This approach can be implemented on a prompt level and does not require any dedicated frameworks or pre-processing.

A recent study addressed the need to enhance the reasoning capabilities of Large Language Models (LLMs) beyond Direct Reasoning (DR) frameworks like Chain-of-Thought and Self-Consistency, which may struggle with real-world tasks requiring Indirect Reasoning (IR).

Introduction

The study proposed an IR method leveraging logic of contradictions for tasks like factual reasoning and mathematical proof.

The methodology involves augmenting data and rules using contrapositive logical equivalence and designing prompt templates for IR based on proof by contradiction.

The IR method is simple yet effective,

  • Enhancing overall accuracy in factual reasoning by 27.33% and
  • Mathematical proof by 31.43% compared to traditional DR methods.
  • Combining IR & DR methods further boosts performance, highlighting the effectiveness of the proposed strategy.

LLMs excel at language comprehension, content generation, dialog management and logical reasoning.

IR Prompt Structure

The image shows indirect reasoning (IR) with Large Language Models (LLMs) in zero-shot and few-shot learning scenarios. It is presented for complex issues involving mathematical proof and factual reasoning.

Traditional direct reasoning approaches might faltered in addressing these challenges.

In contrast, this methodology directs LLMs to employ contrapositive logic and contradictions, leading to precise reasoning and successful deduction of accurate answers.

 

 

The goal was to introduce novel strategies for employing Indirect Reasoning (IR) to address the constraints of direct reasoning. This approach offers an alternative and effective method for tackling practical problems.
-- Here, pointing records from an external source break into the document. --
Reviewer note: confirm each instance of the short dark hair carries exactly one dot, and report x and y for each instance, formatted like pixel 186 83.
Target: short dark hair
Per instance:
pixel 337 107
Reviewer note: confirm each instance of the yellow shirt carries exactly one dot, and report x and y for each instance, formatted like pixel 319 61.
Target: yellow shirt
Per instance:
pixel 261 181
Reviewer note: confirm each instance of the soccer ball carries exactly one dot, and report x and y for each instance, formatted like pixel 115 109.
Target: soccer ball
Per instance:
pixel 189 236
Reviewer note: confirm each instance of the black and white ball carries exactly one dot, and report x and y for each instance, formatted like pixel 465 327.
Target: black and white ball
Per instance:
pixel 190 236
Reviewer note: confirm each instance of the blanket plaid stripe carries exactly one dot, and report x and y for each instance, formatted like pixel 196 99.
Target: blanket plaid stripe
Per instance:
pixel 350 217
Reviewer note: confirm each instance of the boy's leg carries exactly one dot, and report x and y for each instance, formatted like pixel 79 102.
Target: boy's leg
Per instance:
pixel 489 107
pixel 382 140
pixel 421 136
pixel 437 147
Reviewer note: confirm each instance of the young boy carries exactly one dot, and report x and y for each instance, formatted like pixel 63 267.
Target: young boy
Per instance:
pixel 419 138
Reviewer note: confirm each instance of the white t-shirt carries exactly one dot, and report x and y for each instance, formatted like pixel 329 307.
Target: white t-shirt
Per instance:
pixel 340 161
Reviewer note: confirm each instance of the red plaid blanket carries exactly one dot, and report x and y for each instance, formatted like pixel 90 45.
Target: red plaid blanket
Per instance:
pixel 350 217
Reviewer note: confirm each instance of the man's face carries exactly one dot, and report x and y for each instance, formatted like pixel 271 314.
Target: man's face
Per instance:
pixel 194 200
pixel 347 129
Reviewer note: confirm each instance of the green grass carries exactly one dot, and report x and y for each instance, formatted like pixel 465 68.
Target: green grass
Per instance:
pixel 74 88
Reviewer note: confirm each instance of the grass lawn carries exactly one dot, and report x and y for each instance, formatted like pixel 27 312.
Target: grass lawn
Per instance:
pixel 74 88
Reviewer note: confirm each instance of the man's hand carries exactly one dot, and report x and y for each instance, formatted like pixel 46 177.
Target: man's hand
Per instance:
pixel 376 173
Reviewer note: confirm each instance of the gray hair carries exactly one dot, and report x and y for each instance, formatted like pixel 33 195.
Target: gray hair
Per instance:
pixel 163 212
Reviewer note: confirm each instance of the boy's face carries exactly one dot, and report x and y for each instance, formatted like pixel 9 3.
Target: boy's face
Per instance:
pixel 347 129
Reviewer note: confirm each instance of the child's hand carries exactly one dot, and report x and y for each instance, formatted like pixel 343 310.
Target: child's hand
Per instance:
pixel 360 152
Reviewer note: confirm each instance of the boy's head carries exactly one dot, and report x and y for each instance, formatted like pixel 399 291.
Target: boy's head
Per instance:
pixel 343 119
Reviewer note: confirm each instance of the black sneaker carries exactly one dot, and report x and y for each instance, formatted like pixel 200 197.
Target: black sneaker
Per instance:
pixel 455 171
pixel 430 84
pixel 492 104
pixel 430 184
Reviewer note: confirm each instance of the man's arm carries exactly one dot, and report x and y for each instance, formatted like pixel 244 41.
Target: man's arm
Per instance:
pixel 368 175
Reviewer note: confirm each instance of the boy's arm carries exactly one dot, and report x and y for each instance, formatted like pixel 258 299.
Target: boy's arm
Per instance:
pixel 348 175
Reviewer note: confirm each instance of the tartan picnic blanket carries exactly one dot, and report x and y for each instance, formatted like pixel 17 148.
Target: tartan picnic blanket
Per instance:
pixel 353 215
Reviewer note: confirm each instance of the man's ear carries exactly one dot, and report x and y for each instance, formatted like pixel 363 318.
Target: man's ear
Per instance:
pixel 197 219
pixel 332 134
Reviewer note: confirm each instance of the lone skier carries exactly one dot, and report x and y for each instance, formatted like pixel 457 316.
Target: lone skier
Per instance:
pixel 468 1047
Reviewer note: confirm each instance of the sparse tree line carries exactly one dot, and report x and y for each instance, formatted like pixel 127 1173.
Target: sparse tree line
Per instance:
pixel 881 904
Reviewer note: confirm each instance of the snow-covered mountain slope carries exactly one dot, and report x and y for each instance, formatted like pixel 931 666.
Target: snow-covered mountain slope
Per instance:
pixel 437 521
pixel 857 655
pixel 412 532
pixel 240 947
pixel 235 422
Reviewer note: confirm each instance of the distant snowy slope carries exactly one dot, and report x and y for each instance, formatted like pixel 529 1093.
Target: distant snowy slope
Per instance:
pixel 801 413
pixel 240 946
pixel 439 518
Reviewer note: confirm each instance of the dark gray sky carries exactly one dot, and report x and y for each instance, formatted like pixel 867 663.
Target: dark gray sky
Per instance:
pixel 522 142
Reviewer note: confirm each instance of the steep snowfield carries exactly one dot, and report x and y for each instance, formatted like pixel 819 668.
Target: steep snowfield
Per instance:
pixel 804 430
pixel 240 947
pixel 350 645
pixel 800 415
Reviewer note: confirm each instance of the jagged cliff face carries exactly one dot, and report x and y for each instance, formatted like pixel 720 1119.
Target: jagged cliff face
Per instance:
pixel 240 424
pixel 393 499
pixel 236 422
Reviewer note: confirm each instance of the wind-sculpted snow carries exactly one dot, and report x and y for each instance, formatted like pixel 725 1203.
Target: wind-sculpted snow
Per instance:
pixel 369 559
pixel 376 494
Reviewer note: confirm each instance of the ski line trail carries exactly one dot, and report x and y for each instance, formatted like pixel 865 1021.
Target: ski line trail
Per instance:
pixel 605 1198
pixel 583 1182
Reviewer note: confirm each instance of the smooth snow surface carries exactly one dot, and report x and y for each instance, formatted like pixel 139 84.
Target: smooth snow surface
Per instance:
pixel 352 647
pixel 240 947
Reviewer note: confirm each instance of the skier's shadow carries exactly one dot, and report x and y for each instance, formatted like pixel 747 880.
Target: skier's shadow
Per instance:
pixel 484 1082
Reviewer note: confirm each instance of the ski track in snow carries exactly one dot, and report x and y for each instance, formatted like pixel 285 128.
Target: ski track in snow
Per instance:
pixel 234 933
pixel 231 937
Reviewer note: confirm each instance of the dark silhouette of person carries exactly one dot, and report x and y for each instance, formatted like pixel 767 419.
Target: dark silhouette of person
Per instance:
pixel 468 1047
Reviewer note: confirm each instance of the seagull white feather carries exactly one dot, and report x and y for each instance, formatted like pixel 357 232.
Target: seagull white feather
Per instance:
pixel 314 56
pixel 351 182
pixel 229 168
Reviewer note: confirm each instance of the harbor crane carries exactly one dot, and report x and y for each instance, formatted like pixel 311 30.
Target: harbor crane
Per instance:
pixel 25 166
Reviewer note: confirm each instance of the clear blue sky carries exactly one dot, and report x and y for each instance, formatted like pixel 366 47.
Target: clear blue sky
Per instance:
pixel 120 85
The study also makes a number of prompt templates available which effectively stimulate LLMs to follow indirect reasoning.

Prompt Based

The aim of the study was to keep the implementation light and prompt based, without any dependancy on external data. Hence approaches like fine-tuning, RAG-based implementations, or tool base (agent-like) were avoided.

Rule Augmentation

LLMs often struggle to grasp complex rules, affecting their ability to use them effectively.

Consider the following:

Fact: Bob does not drive to work

Rule: If the weather is fine, Bob drives to work

Humans can apply the equivalence of contrapositive to deduce that the rule is equivalent to: If Bob does not drive to work, the weather is not fine hence humans can deduce.

And this allows humans to conclude based on the rule, that The weather is not fine .

LLMs can find this reasoning approach challenging, hence to address this issue, the study propose adding the contrapositive of rules to the rule set.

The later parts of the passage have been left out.